Yesterday I published a job post that violated my own values and principles that I promote at Crypto Jobs List.
Unintentionally, I was asking you, designers, to perform work for free, compensated only by exposure.
Namely, I announced a challenge for a new CJL logo, and asked interested designers to submit 1-3 drafts along with links to their portfolios, in exchange for media coverage, blog post and a video interview with the designer/agency.
Shorly, @CryptoJobsList’s followers + my friends started responding, outraged that what I’ve announced looked like a request for “Spec” work (https://nospec.com) and no professional worth their salt would be interested in that.
I’d like to especially thank Jonny Burch for articulating the exact problem with the contest. Read full twitter thread here.
Within 30 minutes, I acknowledged the issue with my post and corrected the terms. Request for drafts and sketches was removed, limiting terms of participation solely to submission of portfolio links by interested designers/agencies who would like to help. I left the updated post be for the rest of the day.

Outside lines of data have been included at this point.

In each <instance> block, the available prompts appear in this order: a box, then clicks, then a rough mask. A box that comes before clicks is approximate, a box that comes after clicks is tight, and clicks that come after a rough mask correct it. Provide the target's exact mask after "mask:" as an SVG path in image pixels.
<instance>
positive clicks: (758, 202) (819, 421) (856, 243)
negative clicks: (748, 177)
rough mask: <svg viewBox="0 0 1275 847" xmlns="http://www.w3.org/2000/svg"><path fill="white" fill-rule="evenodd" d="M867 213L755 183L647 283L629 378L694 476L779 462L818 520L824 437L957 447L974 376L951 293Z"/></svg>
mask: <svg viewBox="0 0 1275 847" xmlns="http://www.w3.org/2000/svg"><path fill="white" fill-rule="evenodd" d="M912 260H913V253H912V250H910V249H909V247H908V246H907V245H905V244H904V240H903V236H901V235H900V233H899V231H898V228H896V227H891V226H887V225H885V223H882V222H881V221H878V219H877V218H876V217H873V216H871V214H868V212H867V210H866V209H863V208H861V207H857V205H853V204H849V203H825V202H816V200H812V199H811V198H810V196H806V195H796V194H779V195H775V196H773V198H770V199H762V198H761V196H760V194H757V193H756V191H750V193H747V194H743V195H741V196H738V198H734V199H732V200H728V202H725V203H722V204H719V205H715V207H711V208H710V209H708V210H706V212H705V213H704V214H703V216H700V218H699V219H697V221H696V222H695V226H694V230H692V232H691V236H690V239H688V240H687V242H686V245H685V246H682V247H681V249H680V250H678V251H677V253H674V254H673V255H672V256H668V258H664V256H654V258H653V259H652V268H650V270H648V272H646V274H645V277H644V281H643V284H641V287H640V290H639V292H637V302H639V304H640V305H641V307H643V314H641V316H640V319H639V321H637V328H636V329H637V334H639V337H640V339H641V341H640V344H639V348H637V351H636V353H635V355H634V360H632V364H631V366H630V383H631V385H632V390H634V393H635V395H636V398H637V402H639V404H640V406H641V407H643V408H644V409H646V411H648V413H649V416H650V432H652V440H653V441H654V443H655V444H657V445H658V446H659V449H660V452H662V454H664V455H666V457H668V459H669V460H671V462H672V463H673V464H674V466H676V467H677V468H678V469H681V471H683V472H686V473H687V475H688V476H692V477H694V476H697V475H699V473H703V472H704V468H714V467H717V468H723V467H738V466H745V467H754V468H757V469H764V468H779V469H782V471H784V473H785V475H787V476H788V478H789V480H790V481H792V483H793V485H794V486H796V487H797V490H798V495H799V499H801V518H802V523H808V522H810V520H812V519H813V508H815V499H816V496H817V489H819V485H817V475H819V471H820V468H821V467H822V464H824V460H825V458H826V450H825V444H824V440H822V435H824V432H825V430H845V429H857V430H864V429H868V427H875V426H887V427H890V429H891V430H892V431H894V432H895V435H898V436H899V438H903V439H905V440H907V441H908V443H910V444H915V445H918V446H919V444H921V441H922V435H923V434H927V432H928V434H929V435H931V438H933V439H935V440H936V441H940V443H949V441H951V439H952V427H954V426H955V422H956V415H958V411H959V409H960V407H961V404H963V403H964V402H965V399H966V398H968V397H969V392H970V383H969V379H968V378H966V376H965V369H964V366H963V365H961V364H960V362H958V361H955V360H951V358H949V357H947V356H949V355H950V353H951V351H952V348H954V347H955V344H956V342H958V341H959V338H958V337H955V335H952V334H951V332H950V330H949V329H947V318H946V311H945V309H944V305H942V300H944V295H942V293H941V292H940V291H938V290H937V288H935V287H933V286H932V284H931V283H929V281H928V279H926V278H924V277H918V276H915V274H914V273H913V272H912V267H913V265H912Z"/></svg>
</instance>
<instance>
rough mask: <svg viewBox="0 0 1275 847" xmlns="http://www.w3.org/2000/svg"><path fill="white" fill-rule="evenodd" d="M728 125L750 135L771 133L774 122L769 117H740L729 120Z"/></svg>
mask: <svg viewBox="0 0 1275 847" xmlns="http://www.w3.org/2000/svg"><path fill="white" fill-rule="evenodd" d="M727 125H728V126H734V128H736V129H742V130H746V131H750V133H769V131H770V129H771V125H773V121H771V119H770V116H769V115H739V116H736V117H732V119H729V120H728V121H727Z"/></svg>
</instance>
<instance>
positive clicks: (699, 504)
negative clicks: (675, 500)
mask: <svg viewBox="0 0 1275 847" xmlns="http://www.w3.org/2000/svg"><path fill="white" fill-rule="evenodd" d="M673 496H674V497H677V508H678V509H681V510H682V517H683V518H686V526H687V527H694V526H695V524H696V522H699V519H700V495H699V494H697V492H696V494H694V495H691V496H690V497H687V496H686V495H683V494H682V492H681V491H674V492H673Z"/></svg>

This morning I woke up, checked Twitter and learned that updates to the job post were not sufficient, as the outrage continued.
I decided to take the listing down to prevent further miscommunication and explain the the rationale in this article.
I believe I made it very clear that the challenge was offered on volunteering basis and I was not deceiving anyone into doing free work who does not want to. The intention was to be open and include CJL community in shaping of the future of professional crypto & blockchain communities. Now I understand that what you really want is paid opportunities and paid opportunities only. I’ve heard you and I’ll double down on that, as this is what Crypto Jobs List has started of on the first place.
10 years ago, before I was doing software engineering, I started off doing graphic design work in my college and DJing.
As I started getting better at it and earned some reputation, new clients would often offer to work “for exposure” as they “did not have the budget at the moment”. I felt disgusted — “how could they offer me work for free? Don’t they know my good reputation? They just want to take advantage of me. Nice try!”
I turned all of them down.
Some of these design projects and music events would eventually find a free alternative to my quality services. And those projects would not turn out that bad to be honest. I’d certainly brush their success off and proudly tap myself on a shoulder for “not being taken advantage of”.
What I learned is that even if an opportunity does not match my values and principles, it does not mean that there is no market for it and that other people would not be interested in taking it up. There are plenty of up and coming professionals who do need exposure, more than money. There are also plenty of well-off professionals who are willing to volunteer for a greater cause, without being paid in cash.